Supplementary Recommendations

These are recommendations to be taken forward through national implementation plans or local partnerships:

  1. To ensure that practitioners understand the requirements for legally compliant practice in relation to Deprivation of Liberty and for those over the age of 16, the Mental Capacity Act. Local authorities, health services and residential settings should review their current systems, procedures and practice to determine their readiness for meeting the requirements under this framework;
  2. The specification for the Regional Care Cooperative pathfinders should include measures to improve commissioning for children with disabilities and complex health needs;
  3. The Families First for Children pathfinders should include programmes focused specifically on the development of integrated provision in the community and in schools for children with disabilities and complex health needs;
  4. All children with disabilities and complex health needs who are on a pathway for admission to residential placement longer than 38 weeks per year should be part of a Care, Education and Treatment Review process.

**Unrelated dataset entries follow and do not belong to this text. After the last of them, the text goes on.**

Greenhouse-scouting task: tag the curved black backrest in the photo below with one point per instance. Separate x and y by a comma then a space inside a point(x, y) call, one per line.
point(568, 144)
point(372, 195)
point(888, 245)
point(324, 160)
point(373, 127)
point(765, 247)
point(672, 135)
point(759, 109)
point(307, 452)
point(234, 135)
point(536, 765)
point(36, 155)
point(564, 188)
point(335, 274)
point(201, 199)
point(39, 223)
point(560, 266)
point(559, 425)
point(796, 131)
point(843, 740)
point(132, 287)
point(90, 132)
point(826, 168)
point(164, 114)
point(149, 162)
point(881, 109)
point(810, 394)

No decision should be made without multi-agency agreement and commitment;
  5. To assist the understanding of all staff, statutory guidance about the inherent risks from ‘closed cultures’ should be included in ‘Working Together to Safeguard Children’ and ‘Keeping Children Safe in Education’;
  6. Practice leadership should form the basis for a national programme of leadership development for leaders and senior managers in residential settings for children and young people;
  7. A SEND practice guide for practitioners working with children with disabilities and complex health needs should be one of the first three SEND practice guides produced under the SEND/Alternative Provision (AP) Improvement Plan;
  8. The process for developing national SEND standards should be aligned with the work already underway relating to standards in children’s social care so that they are completed in a timely way for residential special schools as well as children’s homes.